Avis | Un neuroscientifique se penche sur les capacités cognitives de Biden

Il y a l’oubli et il y a l’oubli. Si vous avez plus de 40 ans, vous avez probablement éprouvé la frustration d’essayer de saisir ce mot glissant qui plane sur le bout de votre langue. Familièrement, cela pourrait être décrit comme un « oubli », mais la plupart des scientifiques en mémoire appelleraient cela « un échec de récupération », ce qui signifie que la mémoire est là, mais que nous ne pouvons tout simplement pas la récupérer lorsque nous en avons besoin. D’un autre côté, l’oubli (avec un F majuscule) se produit lorsqu’un souvenir semble être perdu ou complètement disparu. Confondre inattentivement les noms des dirigeants de deux pays tomberait dans la première catégorie, alors que ne pas se souvenir d’avoir déjà rencontré le président égyptien tomberait dans la seconde.

Au cours du vieillissement typique, nous observons des changements dans le fonctionnement du cortex préfrontal, une zone du cerveau qui joue un rôle majeur dans bon nombre de nos succès et échecs quotidiens en matière de mémoire. Ces changements signifient qu’à mesure que nous vieillissons, nous avons tendance à être plus distraits et avons souvent du mal à trouver le mot ou le nom que nous recherchons. Se souvenir des événements prend plus de temps et nécessite plus d’efforts, et nous ne pouvons pas détecter les erreurs aussi rapidement qu’avant. Cela se traduit par beaucoup plus d’oubli, et un peu plus d’oubli.

De nombreuses observations de l’avocat spécial sur la mémoire de M. Biden semblent entrer dans la catégorie de l’oubli, ce qui signifie qu’elles sont plus révélatrices d’un problème de recherche des bonnes informations dans la mémoire que d’un véritable oubli. Convoquer la date à laquelle un événement s’est produit, comme la dernière année de la vice-présidence de M. Biden ou l’année de la mort de son fils, est une mesure complexe de la mémoire. Se souvenir qu’un événement a eu lieu est différent de pouvoir fixer une date à laquelle il s’est produit, cette dernière étant plus difficile avec l’âge. Le président a très probablement de nombreux souvenirs des deux périodes de sa vie, même s’il n’a pas pu dater immédiatement dans le contexte stressant (et plus immédiatement urgent) de l’attaque du 7 octobre contre Israël.
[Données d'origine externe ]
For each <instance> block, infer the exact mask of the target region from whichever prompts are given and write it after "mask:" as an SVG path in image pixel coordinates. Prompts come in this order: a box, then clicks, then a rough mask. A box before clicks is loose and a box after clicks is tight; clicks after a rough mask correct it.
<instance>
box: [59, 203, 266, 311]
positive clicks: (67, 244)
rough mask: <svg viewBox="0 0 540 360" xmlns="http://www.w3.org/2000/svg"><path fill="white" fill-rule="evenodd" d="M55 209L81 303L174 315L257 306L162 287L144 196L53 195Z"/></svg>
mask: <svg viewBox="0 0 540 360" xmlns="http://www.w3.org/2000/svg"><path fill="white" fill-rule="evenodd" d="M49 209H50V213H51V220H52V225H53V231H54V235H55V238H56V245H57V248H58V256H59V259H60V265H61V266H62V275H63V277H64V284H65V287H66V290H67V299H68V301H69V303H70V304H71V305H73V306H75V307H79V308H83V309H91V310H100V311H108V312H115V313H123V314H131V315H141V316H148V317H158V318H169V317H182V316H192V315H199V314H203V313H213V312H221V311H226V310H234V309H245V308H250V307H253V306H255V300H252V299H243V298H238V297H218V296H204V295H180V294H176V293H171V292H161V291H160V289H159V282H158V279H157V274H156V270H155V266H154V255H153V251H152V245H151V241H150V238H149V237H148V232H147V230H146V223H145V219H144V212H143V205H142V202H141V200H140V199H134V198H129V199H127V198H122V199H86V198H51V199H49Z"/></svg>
D’autres problèmes de « mémoire » mis en avant dans les médias ne sont pas tant des cas d’oubli que des difficultés dans l’articulation des faits et des connaissances. Par exemple, en juillet 2023, M. Biden a déclaré par erreur dans un discours que « nous avons plus de 100 morts », alors qu’il aurait dû dire « plus d’un million ». Il lutte contre le bégaiement depuis son enfance, et les recherches suggèrent que la gestion d’un bégaiement nécessite des ressources préfrontales qui permettraient normalement aux gens de trouver le mot juste ou au moins de corriger rapidement les erreurs après coup.

Les Américains sont naturellement préoccupés par l’âge avancé des deux principaux candidats à la prochaine élection présidentielle (M. Biden a 81 ans et Donald Trump 77 ans), même si certaines de ces inquiétudes sont enracinées dans des stéréotypes culturels et des craintes liées au vieillissement. Le fait est qu’il existe un degré énorme de variabilité dans le vieillissement cognitif. L’âge est, en moyenne, associé à une diminution de la mémoire, mais des études qui suivent la même personne sur plusieurs années ont montré que, même si certaines personnes âgées présentent un déclin précipité au fil du temps, les autres « super-âges » restent plus vifs que jamais.